L’apport décisif d’Henri Justin
Formé à la critique textuelle la plus rigoureuse et par conséquent peu enclin à s’appuyer sur le corpus poesque pour une psychanalyse de l’homme énigmatique qui produisit des contes aussi noirs que Bérénice, aussi enjoués et néanmoins inquiétants que Ne pariez jamais votre tête au diable (dont Fellini devait tirer le merveilleux Tre passi nel delirio), aussi ingénieusement machinés que Le Scarabée d’or, Henri Justin récuse à juste titre le simplisme de Marie Bonaparte, pour qui impuissance sexuelle et nécrophilie informent en profondeur les obsessions du narrateur de tant d’histoires d’apparence aussi maladive que les fleurs baudelairiennes.

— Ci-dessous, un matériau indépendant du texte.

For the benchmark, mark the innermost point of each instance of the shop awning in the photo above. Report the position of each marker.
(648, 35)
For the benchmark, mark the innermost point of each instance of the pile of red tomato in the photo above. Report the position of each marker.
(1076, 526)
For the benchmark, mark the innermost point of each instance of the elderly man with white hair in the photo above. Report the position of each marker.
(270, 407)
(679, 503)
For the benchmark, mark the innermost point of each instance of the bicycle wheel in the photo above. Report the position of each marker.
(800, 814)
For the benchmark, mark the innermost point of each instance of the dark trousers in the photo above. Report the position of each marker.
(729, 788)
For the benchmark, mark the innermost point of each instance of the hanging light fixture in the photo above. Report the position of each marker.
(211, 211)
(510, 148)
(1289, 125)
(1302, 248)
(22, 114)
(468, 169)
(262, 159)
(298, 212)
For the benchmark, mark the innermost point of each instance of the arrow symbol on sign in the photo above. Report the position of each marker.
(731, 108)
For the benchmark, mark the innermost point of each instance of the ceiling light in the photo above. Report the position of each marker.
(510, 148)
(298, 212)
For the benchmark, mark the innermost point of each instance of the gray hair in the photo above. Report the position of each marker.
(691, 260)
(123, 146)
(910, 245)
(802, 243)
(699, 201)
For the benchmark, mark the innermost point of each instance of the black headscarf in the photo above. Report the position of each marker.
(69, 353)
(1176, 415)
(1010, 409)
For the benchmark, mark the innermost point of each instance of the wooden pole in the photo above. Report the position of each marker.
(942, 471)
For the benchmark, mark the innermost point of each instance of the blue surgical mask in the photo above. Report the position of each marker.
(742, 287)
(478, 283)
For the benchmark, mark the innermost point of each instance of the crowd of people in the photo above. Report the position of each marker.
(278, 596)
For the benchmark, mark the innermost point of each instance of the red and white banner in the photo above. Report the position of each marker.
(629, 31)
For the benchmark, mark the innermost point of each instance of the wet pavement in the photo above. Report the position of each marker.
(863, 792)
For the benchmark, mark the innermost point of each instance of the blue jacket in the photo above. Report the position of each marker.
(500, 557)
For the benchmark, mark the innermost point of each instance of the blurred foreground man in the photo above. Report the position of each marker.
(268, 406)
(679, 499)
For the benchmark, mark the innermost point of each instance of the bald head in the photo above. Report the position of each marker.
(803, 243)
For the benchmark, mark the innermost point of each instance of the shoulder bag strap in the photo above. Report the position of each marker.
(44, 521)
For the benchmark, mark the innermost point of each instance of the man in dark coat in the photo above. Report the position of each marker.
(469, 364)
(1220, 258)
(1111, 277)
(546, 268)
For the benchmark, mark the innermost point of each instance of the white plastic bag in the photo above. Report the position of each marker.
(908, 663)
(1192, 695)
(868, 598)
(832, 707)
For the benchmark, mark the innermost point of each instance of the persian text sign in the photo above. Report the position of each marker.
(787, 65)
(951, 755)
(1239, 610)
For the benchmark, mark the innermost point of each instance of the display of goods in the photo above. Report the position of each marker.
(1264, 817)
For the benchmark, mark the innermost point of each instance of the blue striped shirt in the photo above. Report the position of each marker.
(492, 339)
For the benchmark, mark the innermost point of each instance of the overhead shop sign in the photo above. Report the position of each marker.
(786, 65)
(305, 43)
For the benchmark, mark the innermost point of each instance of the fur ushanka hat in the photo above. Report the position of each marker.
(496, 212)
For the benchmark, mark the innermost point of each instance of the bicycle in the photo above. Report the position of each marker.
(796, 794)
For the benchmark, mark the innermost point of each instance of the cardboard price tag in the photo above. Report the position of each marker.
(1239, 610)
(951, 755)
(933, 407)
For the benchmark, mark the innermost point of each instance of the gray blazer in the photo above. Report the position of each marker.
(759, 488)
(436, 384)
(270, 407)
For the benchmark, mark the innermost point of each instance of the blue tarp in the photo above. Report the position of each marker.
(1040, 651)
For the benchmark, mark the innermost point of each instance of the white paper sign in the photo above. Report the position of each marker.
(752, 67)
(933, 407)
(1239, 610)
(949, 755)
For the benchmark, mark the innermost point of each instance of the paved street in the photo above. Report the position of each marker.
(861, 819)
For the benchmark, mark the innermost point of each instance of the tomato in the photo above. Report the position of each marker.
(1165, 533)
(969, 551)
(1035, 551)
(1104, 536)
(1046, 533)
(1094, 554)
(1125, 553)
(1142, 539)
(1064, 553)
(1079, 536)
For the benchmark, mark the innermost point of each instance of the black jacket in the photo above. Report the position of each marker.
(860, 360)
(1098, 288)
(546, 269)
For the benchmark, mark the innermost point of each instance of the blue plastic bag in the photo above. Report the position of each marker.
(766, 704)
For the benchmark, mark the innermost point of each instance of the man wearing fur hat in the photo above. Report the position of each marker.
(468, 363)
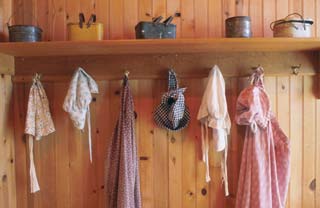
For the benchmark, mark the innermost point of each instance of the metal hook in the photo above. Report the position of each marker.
(126, 73)
(256, 67)
(172, 66)
(296, 69)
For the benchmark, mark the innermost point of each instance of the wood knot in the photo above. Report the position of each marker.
(190, 193)
(313, 185)
(144, 158)
(4, 178)
(204, 191)
(174, 160)
(173, 140)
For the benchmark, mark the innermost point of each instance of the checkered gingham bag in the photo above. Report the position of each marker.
(172, 113)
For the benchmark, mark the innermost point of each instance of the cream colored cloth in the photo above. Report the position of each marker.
(78, 99)
(213, 113)
(38, 123)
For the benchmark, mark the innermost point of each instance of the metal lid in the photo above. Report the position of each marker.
(239, 17)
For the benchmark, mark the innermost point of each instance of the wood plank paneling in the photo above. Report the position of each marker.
(215, 19)
(7, 151)
(309, 141)
(172, 174)
(296, 133)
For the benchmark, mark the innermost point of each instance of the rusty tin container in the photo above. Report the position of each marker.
(238, 27)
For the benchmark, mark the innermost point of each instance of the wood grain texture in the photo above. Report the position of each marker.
(172, 174)
(7, 151)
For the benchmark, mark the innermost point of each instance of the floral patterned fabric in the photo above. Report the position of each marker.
(265, 165)
(78, 99)
(122, 167)
(38, 123)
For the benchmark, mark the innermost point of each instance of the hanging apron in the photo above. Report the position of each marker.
(122, 167)
(38, 124)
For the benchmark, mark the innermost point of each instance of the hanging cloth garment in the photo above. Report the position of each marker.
(78, 99)
(38, 124)
(122, 167)
(265, 164)
(213, 113)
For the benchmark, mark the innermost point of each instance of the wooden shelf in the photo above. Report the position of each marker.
(179, 46)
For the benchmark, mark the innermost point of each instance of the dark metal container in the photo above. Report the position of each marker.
(152, 30)
(238, 27)
(24, 33)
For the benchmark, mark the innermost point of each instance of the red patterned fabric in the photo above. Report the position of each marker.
(265, 165)
(122, 168)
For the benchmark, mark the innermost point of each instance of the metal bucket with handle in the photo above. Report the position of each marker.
(85, 31)
(24, 33)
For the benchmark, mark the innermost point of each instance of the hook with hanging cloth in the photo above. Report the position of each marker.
(36, 78)
(296, 69)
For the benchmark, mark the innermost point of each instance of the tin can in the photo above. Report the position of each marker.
(238, 27)
(293, 26)
(24, 33)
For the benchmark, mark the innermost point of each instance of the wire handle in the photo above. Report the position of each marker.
(14, 14)
(272, 24)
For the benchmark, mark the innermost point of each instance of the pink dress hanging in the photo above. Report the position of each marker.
(265, 165)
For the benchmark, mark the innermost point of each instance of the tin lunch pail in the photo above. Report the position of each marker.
(238, 27)
(24, 33)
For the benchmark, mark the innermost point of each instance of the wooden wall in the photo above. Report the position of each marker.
(172, 175)
(7, 165)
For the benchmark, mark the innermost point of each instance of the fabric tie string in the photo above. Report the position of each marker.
(34, 185)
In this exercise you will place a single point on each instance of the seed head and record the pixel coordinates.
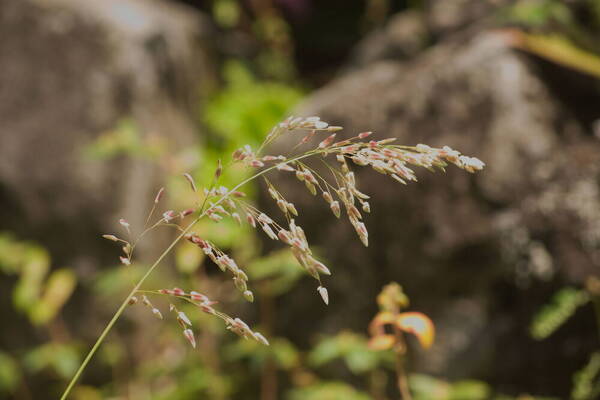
(292, 209)
(335, 208)
(285, 236)
(184, 318)
(157, 312)
(219, 169)
(249, 296)
(282, 204)
(189, 335)
(159, 195)
(187, 212)
(327, 142)
(261, 338)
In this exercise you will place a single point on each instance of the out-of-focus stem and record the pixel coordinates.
(123, 305)
(268, 390)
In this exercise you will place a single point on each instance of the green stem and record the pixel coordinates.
(116, 316)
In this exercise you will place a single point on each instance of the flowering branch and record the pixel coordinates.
(218, 203)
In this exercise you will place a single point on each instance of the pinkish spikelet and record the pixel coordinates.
(292, 209)
(261, 338)
(285, 236)
(324, 294)
(187, 212)
(285, 167)
(282, 204)
(198, 296)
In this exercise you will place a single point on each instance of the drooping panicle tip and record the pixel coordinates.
(324, 295)
(189, 178)
(219, 170)
(159, 195)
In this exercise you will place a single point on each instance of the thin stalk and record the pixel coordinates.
(123, 305)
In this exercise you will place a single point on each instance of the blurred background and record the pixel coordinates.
(104, 102)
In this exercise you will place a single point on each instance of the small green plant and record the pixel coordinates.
(217, 203)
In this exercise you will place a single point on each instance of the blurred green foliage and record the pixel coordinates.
(552, 316)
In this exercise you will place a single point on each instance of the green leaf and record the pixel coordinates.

Il évite également le terrorisme critique qui interdisait, dans les belles années du structuralisme, toute allusion à la vie de l’auteur. On trouvera donc ici ou là dans ce livre tels aperçus éclairants sur des épisodes biographiques essentiels, comme le mariage en 1836 avec la cousine Virginia Clemm, âgée de quatorze ans, ou la dernière aventure, bien trouble, qui aboutit à la mort misérable de Poe, en 1849, sans doute dans un accès de delirium tremens, mais ces détails n’apparaîtront que dans la mesure où les moments en question permettent de mieux lire soit les sinistres contes « conjugaux » (Bérénice, Morella, Ligeia, de 1835-1838), soit l’état psychique d’un homme persuadé de son génie et qui, après avoir écrit Eurêka, son texte le plus ambitieux et le plus touffu, tentative inouïe d’enquête poético-cosmogonique sur la réalité même de l’univers, estimait qu’il ne lui restait plus qu’à mourir, qu’il n’irait jamais plus loin que cette prose d’abord énoncée en tant que conférence.

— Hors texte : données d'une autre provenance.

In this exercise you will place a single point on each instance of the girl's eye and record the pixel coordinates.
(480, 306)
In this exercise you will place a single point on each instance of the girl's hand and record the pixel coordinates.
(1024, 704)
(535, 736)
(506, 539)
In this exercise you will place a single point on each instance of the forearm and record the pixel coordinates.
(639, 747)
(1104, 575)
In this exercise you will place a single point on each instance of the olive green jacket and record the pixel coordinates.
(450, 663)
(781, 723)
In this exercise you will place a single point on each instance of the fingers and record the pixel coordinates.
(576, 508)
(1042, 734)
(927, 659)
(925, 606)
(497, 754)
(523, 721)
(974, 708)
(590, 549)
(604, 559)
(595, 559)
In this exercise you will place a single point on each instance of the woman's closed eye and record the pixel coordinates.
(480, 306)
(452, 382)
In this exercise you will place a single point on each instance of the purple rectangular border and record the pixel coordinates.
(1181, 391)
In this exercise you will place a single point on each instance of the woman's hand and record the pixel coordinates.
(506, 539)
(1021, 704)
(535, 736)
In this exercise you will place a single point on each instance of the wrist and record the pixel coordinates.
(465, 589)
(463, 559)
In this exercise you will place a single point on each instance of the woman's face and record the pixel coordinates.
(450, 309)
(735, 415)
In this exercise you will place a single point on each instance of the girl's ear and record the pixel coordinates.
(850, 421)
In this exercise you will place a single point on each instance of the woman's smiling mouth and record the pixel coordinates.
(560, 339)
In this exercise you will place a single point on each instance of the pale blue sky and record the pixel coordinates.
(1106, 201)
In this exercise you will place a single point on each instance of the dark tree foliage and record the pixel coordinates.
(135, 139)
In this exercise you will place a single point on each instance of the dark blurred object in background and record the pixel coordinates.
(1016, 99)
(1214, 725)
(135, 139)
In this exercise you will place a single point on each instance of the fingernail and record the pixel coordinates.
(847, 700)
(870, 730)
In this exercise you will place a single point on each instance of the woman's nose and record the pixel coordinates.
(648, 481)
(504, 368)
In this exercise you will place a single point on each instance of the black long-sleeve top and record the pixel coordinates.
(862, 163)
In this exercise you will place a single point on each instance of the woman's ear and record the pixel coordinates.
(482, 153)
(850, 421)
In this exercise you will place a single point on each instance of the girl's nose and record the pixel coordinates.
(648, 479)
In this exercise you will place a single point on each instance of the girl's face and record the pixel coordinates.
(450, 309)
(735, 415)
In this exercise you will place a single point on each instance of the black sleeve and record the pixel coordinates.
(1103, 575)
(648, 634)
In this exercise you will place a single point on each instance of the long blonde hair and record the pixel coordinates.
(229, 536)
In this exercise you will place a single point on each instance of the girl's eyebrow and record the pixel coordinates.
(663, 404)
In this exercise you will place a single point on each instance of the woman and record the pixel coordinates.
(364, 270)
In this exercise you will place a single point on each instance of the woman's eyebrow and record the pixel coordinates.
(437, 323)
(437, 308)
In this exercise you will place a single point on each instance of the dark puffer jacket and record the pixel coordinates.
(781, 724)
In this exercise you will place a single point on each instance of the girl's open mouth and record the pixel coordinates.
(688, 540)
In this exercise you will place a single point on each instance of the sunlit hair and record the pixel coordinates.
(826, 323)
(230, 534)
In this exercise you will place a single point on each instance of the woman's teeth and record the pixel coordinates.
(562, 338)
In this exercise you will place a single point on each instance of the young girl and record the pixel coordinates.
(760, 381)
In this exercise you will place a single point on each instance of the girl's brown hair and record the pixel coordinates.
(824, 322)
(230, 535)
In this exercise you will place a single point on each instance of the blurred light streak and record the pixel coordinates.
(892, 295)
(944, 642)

En étudiant Justin vous comprendrez un peu – sans le comprendre tout à fait car c’est une entreprise aussi folle, et moins limpide que La Tentation de Saint-Antoine, qui accapara Flaubert toute sa vie – non seulement cet époustouflant Eurêka, mais bien des contes qui furent ou sont encore pour vous lectures de chevet : Une descente dans le Maëlstrom, auquel sont consacrées quelques-unes des pages les plus remarquables du livre ; Le Démon de la perversité (le concept singulier de « perversité » chez Poe est l’objet d’un chapitre entier et entièrement passionnant, aux pages 291-324), enfin ces chefs-d’œuvre d’écriture que sont les « récits de détection » mettant en scène le subtil Dupin, ancêtre de Sherlock Holmes, d’Hercule Poirot et d’autres limiers moins intelligents que ceux-là et surtout que lui.

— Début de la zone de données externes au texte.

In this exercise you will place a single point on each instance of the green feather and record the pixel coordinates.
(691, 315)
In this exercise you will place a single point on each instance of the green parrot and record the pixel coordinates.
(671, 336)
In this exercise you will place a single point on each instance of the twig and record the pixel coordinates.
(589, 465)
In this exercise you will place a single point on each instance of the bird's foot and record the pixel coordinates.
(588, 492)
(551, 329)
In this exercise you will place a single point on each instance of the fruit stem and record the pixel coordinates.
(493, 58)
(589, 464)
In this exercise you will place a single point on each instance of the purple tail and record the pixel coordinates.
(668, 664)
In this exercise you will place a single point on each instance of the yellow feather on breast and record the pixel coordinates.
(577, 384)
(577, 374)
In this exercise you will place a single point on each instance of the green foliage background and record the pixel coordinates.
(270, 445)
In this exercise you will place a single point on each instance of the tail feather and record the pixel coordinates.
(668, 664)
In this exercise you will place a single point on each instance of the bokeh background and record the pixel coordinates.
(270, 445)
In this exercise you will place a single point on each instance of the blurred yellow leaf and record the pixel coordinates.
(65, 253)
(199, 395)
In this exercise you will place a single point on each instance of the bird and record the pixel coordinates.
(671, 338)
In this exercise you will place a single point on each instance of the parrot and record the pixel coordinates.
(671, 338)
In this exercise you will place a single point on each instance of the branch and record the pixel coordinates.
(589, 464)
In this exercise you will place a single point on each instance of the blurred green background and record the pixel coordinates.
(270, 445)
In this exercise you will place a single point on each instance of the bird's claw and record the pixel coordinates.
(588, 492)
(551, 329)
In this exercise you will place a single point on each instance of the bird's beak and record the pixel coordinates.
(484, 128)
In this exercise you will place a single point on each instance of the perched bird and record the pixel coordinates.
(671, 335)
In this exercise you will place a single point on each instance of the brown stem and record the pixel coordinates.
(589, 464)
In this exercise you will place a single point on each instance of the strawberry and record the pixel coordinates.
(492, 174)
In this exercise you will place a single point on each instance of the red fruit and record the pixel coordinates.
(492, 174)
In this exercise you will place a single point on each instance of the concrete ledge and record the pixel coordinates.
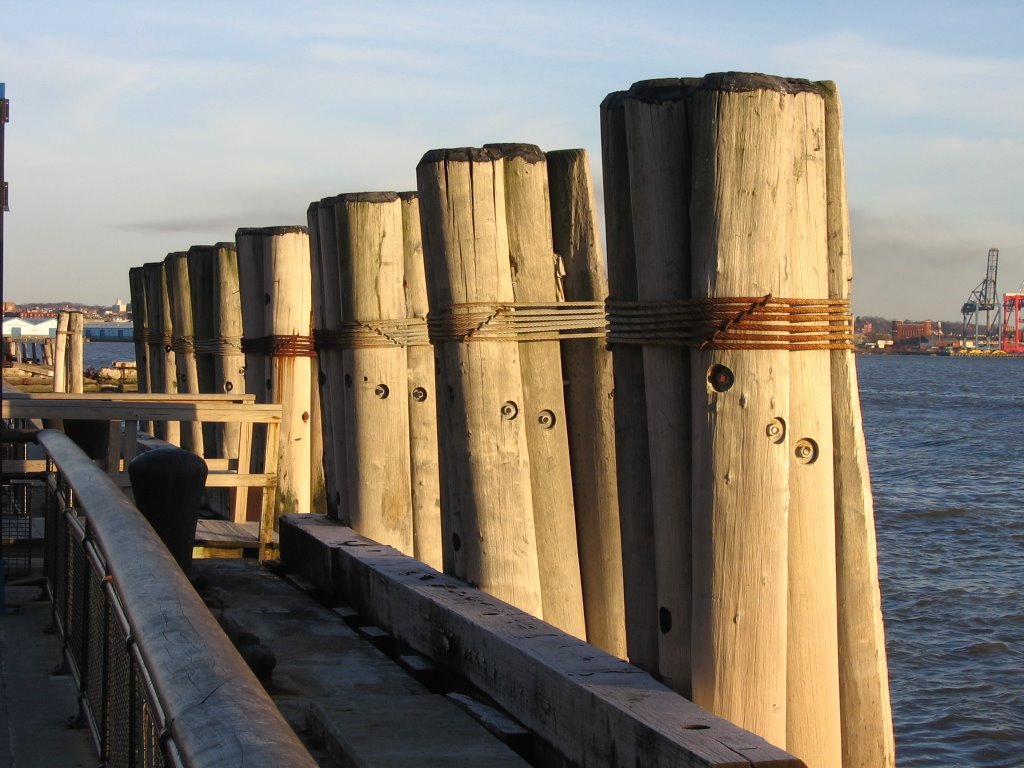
(594, 709)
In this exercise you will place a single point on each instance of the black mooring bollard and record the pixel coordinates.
(168, 484)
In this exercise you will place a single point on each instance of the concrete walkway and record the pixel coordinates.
(35, 704)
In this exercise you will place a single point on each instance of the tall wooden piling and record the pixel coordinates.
(273, 272)
(866, 712)
(331, 369)
(659, 180)
(632, 450)
(60, 354)
(421, 395)
(373, 304)
(742, 196)
(487, 512)
(162, 361)
(812, 656)
(75, 365)
(182, 338)
(536, 281)
(587, 368)
(136, 285)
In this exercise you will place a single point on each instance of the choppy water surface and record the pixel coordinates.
(945, 439)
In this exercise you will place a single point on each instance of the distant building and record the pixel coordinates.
(910, 332)
(14, 328)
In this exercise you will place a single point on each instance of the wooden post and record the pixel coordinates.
(866, 712)
(136, 283)
(317, 418)
(589, 408)
(632, 450)
(76, 352)
(659, 179)
(371, 259)
(161, 352)
(180, 307)
(813, 730)
(422, 398)
(327, 283)
(203, 299)
(744, 193)
(289, 324)
(60, 354)
(486, 505)
(535, 280)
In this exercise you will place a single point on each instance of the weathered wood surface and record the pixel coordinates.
(229, 364)
(632, 450)
(216, 711)
(287, 285)
(535, 280)
(656, 137)
(162, 377)
(866, 712)
(60, 354)
(76, 352)
(596, 710)
(136, 284)
(179, 297)
(327, 282)
(812, 657)
(371, 258)
(587, 367)
(422, 397)
(742, 196)
(486, 505)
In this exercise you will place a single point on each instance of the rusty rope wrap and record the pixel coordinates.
(158, 338)
(218, 346)
(408, 332)
(281, 346)
(744, 323)
(518, 322)
(182, 344)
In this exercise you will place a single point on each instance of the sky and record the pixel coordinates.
(138, 129)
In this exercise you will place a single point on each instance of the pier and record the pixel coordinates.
(599, 511)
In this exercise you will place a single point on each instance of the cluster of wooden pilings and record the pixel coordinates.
(667, 461)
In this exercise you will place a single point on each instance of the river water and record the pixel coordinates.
(945, 439)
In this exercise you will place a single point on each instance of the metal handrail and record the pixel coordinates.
(200, 702)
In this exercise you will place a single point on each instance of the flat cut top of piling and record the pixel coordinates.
(264, 230)
(517, 151)
(461, 155)
(738, 82)
(660, 90)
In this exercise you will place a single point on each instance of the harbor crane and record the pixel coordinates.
(984, 299)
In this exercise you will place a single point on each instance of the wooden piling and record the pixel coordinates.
(331, 369)
(371, 259)
(180, 307)
(587, 367)
(486, 504)
(632, 451)
(76, 352)
(659, 180)
(535, 281)
(162, 377)
(812, 656)
(866, 712)
(288, 323)
(744, 189)
(421, 396)
(60, 354)
(136, 284)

« Artificialité » et « intensité », dit Justin dans une de ses nombreuses formules frappantes, caractérisent le génie de Poe. À la première de ces deux notions correspond sans doute l’impression de nouveauté théorique radicale que les plus exigeants des écrivains français (de Mallarmé et Valéry aux inventeurs du Nouveau Roman) ont ressentie à la découverte de cette prose qui, d’une façon si retorse, n’exhibe ses procédures de fabrication que pour dissimuler l’essentiel, et pas uniquement dans Genèse d’un poème, où Poe dissèque en pince-sans-rire le caractère prétendument « factice » du fameux Corbeau.
C’est l’intensité d’une écriture à l’évidence destinée à exorciser des lémures obsessionnels, à apprivoiser les fantômes ayant partie liée, peut-être, avec ces trois uniques années que l’auteur, dans sa toute première enfance, partagea avec une mère actrice belle et phtisique morte à vingt-cinq ans dans une sordide chambre d’hôtel (en présence du bambin ? Le père, également comédien ambulant, avait disparu peu avant sans laisser de trace), qui a hypnotisé Baudelaire (lui-même frustré d’amour par le remariage de sa mère veuve avec le brave général Aupick, qu’il cherche fébrilement dans Paris pour le faire fusiller, ce à quoi il ne parviendra pas, en 1848) et, pardelà Baudelaire, ceux pour qui Poe le cérébral parle la langue même de l’émotion la plus intense et la plus contenue.
C’est ça, la critique !
Henri Justin fait partie de ces derniers lecteurs. Dès les premières pages de son livre il cite quelques mots de Baudelaire dans sa Correspondance : « Savez-vous pourquoi j’ai patiemment traduit Poe ? Parce qu’il me ressemblait. » Un peu plus loin, Justin confie dans une phrase pudique qu’un deuil d’enfance a fait de lui aussi un frère du « poète exilé dans la prose ». Telle est la critique que nous plébiscitons : son théâtre exégétique intérieur ne fonctionne que parce qu’il refuse le non-engagement personnel des postures académiques. On ne peut lire en profondeur (c’est ça, la critique, ou bien ce n’est rien du tout) avec la seule rationalité pure et dure. Il y faut la passion, et le mot désigne ici autre chose que la vague appétence à quoi l’a réduit aujourd’hui son emploi abusif et systématique : la passion, autrement dit le feu intérieur dont il arrive que l’on brûle.
Un regret ? Assurément. Un passage trop bref du livre, à notre goût, traite des Aventures d’Arthur Gordon Pym (qu’Henri Justin, calquant l’anglais « narrative », préfère appeler Narration d’Arthur Gordon Pym), le seul roman de Poe, publié en 1838 et qui eut le mérite, rare en littérature, de susciter une « conclusion » due à l’admiration seule : Le Sphinx des glaces, de Jules Verne (les amours de Verne ne sont pas celles qu’on attend).
À une séquence fort étrange de ce texte qui nous enchante toujours, celle qui commence par « le caractère singulier de cette eau » et s’applique à décrire certaines anomalies de la terre antarctique de Tsalal où ont échoué les héros avant leur engloutissement dans les cataractes du pôle, Jean Ricardou avait jadis consacré une de ses plus brillantes analyses, que nous avions nous-mêmes tenté de poursuivre en examinant le labyrinthe de « pierre de savon » de cette île agencée comme un théâtre. Des dessins manifestement cryptiques accompagnent alors le texte, nous les avions interprétés comme des variations sur le nom même de Poe et cette recherche avait paru dans un numéro spécial d’Esprit (« L’Espace du texte »), qui doit dater de 1971 ou 1972. Élucubrations ! Il n’y a que les écrivains majeurs qui s’y prêtent.